顔を上げるとクラスの中でも特段素行の悪い、僕をいじるめる奴らの中心になっているクラスメイトだった。

「またか」と思うと同時に教室をさっと見回す。ノブくんはさっき係の仕事で先生に呼ばれていたから教室にはいない。

ホッと息を吐く。ノブくんはいつも僕がいじめられるところを見る度に、凄く苦しそうな顔をするから。


「何よそ見してんねん。聞いてんのかって!」


一人が日誌を振り上げた。咄嗟に両手で頭を庇うと、直ぐに腕に衝撃が走る。腕だったのでそこまで痛くはなかった。

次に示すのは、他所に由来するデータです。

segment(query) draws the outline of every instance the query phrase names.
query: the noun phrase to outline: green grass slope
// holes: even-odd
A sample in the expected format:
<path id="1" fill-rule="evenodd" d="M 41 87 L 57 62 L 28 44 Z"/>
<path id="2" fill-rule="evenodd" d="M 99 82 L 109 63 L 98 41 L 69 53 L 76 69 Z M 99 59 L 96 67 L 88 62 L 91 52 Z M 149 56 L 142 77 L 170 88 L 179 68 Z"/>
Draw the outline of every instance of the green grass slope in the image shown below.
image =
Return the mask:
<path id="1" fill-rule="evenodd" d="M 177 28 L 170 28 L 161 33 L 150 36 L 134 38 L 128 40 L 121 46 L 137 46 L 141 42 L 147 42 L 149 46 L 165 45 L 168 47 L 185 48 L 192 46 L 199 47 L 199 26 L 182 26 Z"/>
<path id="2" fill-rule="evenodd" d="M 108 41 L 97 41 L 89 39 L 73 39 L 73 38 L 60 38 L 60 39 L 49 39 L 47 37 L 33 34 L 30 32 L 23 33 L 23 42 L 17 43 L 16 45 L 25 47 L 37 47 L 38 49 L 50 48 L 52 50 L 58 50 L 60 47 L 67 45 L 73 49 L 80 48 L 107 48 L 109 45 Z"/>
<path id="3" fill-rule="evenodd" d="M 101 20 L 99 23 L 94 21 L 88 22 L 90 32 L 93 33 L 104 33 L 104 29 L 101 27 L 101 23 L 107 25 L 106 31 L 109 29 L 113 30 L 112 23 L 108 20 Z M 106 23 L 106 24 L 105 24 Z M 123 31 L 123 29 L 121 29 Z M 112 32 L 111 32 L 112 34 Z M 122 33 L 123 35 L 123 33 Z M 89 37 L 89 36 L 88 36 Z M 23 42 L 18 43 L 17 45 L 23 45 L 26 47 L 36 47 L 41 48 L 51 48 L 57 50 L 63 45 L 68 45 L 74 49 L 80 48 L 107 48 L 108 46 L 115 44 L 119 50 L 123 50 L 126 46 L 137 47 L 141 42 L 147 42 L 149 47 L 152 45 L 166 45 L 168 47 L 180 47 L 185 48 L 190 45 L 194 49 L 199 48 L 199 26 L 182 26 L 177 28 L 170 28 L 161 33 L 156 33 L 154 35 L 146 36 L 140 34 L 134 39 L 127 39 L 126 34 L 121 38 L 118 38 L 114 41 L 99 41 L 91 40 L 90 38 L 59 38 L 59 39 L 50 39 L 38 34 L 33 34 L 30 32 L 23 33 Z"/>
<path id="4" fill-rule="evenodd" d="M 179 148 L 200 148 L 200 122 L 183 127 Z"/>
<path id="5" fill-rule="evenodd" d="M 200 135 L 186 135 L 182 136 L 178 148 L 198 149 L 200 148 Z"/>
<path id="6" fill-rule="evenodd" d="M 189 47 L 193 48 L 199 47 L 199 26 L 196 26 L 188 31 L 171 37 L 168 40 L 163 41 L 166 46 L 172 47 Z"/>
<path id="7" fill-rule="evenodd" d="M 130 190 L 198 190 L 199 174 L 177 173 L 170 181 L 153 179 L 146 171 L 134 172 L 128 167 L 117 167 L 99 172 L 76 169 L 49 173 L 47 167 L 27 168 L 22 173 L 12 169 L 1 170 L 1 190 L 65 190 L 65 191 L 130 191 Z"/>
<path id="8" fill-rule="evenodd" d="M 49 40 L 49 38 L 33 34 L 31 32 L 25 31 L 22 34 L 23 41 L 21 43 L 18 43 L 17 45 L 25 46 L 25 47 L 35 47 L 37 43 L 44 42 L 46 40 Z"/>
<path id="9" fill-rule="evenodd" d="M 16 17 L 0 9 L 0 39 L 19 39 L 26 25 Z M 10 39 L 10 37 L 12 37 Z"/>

「ほんまお前キショいな! 前の学校で問題起こした"問題児"のクセに、よおそんな顔してこの教室おれんな?」

「……問題なんて起こしてない」

「うわっ、喋りよった! ビョウゲン菌が伝染る〜!」


ギャハハ、と嫌な笑い声が教室に響いた。

残っていた女子達はヒソヒソと言葉を交わすと、変に関わりたくないのか早々と教室を出て行く。


「お前ほんまいい加減にしろや。俺らの教室におられるとメーワクやって、何度言うたら分かるん?」


ギュッと唇を噛み締めた。

どんなに悔しくてどんなに腹が立ってどんなに悲しくても、今言い返しちゃいけない事は分かっている。

今言い返せばもっと酷いことをされる。黙っていれば彼らはそのうち飽きて興味がなくなるんだから。